Christopher Monk was one of the best-loved figures in the world of early music and a notable eccentric in an admittedly crowded field. More than anyone else he has been responsible for the restoration to our soundworld of the Renaissance cornett, the beauty of which ancient writers compared to that of a choirboy’s voice; that one no longer hears works such as the 1610 Vespers with anything other than Monteverdi’s instrumentation is largely due to Monk’s influence as a player, maker, scholar and enthusiast.

He read history at Oxford and studied the trumpet with George Eskdale. His first cornett was completed in 1955 while he was a prep school teacher - he taught first at Pocklington in the East Riding, then at St Edmunds, Hindhead; Tom Stoppard and Jonathan Dimbleby were among his pupils. The programme he made, with Brian Baker in 1958, for the BBC Third Programme was the first ever broadcast of the instruments, which were then widely thought to be unplayable. He was a pioneer player of the virtuoso parts in Monteverdi’s Vespers, taking part in performances organised by members of the Galpin Society in Cambridge in 1964, conducted by the student John Eliot Gardiner. (One of these was the occasion when his seventeenth-century cornett exploded into two halves; the performance continued with the instrument held together with postage stamps.) In 1968, with Len Ward, he devised a method of making cornetts of wood-filled resin; one soon learned not to refer to this material as “plastic” in his presence. These inexpensive instruments have been produced in their thousands and have done much to stimulate the instrument’s current revivial.

The London Serpent Trio in a publicity photograph taken in Highgate Cemetery c. 1974 from left: Alan Lumsden, Christopher Monk, Andrew van der Beek

Christopher Monk’s other main enthusiasm was for the cornett’s slightly disreputable cousin, the serpent.

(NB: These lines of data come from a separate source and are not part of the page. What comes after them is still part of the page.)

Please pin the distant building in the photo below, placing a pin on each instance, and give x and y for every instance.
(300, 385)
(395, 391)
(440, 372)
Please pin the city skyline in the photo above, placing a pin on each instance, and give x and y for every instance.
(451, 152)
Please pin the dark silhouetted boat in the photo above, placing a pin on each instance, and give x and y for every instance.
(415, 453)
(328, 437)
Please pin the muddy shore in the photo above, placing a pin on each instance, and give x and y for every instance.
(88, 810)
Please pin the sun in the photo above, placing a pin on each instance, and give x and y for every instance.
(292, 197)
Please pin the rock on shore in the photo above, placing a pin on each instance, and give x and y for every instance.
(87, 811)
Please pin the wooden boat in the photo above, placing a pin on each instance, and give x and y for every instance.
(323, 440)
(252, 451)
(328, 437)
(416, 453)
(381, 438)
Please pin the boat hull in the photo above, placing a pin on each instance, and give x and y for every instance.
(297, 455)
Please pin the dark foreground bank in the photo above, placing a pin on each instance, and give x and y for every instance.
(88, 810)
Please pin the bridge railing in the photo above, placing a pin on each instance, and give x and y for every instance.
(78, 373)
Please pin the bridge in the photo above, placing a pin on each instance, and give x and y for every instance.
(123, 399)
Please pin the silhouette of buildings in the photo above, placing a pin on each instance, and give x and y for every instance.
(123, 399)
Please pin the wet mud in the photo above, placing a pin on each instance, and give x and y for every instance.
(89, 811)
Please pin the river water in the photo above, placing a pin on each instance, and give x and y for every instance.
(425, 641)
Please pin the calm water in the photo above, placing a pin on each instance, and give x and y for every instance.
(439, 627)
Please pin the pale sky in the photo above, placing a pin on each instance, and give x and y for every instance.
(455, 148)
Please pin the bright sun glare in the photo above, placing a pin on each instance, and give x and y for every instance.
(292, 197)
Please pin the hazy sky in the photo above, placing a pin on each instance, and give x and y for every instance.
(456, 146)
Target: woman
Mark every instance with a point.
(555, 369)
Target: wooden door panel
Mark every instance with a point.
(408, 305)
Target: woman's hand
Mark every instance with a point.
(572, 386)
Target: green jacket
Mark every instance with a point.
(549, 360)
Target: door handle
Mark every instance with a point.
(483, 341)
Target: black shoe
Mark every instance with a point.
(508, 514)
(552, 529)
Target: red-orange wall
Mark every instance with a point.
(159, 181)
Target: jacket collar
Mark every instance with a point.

His improbably-named London Serpent Trio performed widely in Europe and North America and attracted compositions from composers including Judith Weir and P D Q Bach. Its success rested largely on the dry wit of the commentaries provided by Monk, who regardless of season or latitude invariably performed in an ancient Scottish morning coat of heavy tweed. The three “serpent festivals” in Britain and America that he either organised or inspired, to which he invited “all known or suspected serpent-players”, were a delightful mixture of academic conference and Hoffnung concert. At the last of these, in July 1990 in St John’s, Smith Square, he unveiled the only known contra-bass serpent d’église, which was to be one of his last instruments and an apt memorial.

Christopher’s many friends throughout the world will miss his charming company, the elaborate courtesy accorded to all he had dealings with, his uncomplaining tolerance of a series of misfortunes in his physical health (beginning with osteomyelitis at the age of 13), his impish sense of humour and his delight in confounding bureaucracy. Once when he needed an American work permit at short notice, in the box marked “complexion” I was unable to dissuade him from answering “ruddy”.

He delighted in his testimonial after wartime dervice in the merchant navy: “Cheerful company and a good plain cook in all weathers”.

Andrew van der Beek

Christopher William Monk, teacher, musician and instrument maker, born Delhi 28 December 1921, married 1946 Margaret Perry (one son, three daughters), died Midhurst 17 July 1991.